What a time for us to decide on going to Mexico. We arrived on the "El Día de los Muertos" or "The Day of the Dead". We really had no inkling that we were about to have the time of our lives when we landed. We landed in Toluca, MX, a town next to Mexico City with a wonderful new airport terminal, and experienced a quiet ride through a sleeping city to our hotel. A hotel, mind you, that was far below what one would normally pay close to the airport. Our ride took us past a set of entwining towers that were lit with colored lights - built for the courtyard of a museum, according to the taxi driver.

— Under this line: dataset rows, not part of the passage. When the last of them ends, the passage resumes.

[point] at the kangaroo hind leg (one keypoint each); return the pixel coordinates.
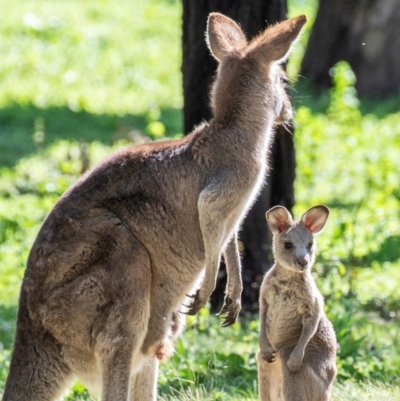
(37, 370)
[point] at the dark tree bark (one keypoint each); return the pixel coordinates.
(199, 68)
(366, 34)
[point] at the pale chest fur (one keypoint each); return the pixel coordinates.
(288, 301)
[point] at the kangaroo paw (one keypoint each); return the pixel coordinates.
(230, 311)
(195, 306)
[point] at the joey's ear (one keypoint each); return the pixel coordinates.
(275, 43)
(224, 37)
(315, 218)
(278, 218)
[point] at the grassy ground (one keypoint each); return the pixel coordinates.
(83, 78)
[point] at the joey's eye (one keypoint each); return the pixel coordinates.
(284, 79)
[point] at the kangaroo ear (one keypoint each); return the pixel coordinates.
(224, 37)
(315, 218)
(278, 218)
(275, 43)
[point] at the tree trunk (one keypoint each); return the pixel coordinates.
(199, 69)
(366, 34)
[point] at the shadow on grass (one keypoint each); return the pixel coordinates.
(26, 128)
(389, 250)
(318, 100)
(8, 316)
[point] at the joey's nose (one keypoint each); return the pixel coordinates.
(302, 262)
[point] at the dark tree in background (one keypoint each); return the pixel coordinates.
(366, 34)
(199, 69)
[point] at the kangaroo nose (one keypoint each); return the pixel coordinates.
(302, 261)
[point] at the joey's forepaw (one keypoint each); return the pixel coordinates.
(268, 355)
(230, 311)
(194, 306)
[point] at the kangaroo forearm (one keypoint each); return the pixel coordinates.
(233, 268)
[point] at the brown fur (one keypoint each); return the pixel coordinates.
(114, 259)
(296, 361)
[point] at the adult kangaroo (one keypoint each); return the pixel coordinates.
(114, 259)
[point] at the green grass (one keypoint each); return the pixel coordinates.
(80, 79)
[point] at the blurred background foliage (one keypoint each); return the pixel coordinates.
(80, 79)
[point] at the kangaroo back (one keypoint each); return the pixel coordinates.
(112, 264)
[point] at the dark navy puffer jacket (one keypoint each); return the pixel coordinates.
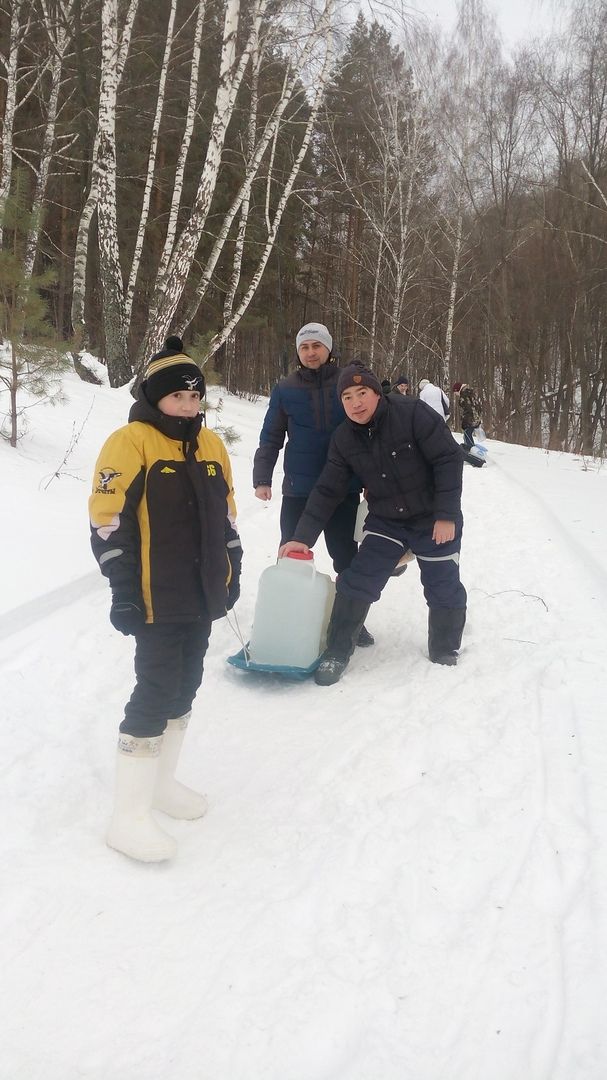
(407, 460)
(304, 408)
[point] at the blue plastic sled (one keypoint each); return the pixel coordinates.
(239, 660)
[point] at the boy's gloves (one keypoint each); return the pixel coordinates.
(233, 593)
(234, 554)
(126, 615)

We checked in to the hotel and chuckled at the desk clerk's attire - scarf and suit coat over a very bulky sweater. Yes, we landed in a cold spell, unusual for this time of year, and without fall-type clothing on our backs, but yes, in our suitcase. The front desk was situated in what we originally thought was inside the hotel. On further investigation, the middle of the hotel was an outside courtyard and there was no wall between the reception area and this outside courtyard. The poor man was freezing. I guess he had no trouble staying awake as he was trying to stay warm.
We decided that we were going to head out of Toluca to Morelia in the morning and see Toluca and Mexico City, or least some superficial parts of said places, at the end of the journey. Our aim for this trip is to see the Silver Cities and Morelia, not Mexico City and Toluca. So with this in mind, we set out for the bus terminal for a bus to Morelia. The bus terminal is said to be the largest in all of Mexico. From the front, it was hard to see that it was all that big ...
 but when we drove out the bus bays seemed to go for miles and miles. The trip was a mere 4 hours and we snagged the front seats on the upper deck. Perfect for seeing the countryside.

Morelia, in the provence of Michoacán: a vibrant, fun-loving city made all the more so by the continuum of festivals and happenings and yet, an UNESCO World Heritage Site.
Our hotel, one that was a last resort choice (we could not find a hotel room for love nor money), is very basic but at least warm, dry and comfortable. We originally thought to walk from the bus terminal but on 2nd thought, took a taxi. We are located about 12 blocks from the Old City, a good walk uphill. Check in and head out, that is the name of our game and so we did. We headed to the Old Historic part of the City to try and find some festivities related to El Día de los Muertos" which supposedly actually lasts all weekend, not just on the 1st and 2nd of November. As we wandered into the small streets and side streets we came across our first indication of why "No Vacancy" - yes, the 10th International Film Festival" also celebrating 50 years of cinematography in Mexico. International it may be but I think that all of Mexico is here this weekend.
 The selection of films are from all genres and some I recognize but most I don't. You buy either a pamphlet that lists the films and their showing times or a book that gives a description of the films as well as the timetable. Everywhere one looked people were perusing either one or the other, and with the lines at the box-office suffocating. 
We looked and found so many movies that looked interesting, we had to put the pamphlet away else we would end up spending our whole time here in a movie house.
What a happening to simply wander into without knowledge or planning.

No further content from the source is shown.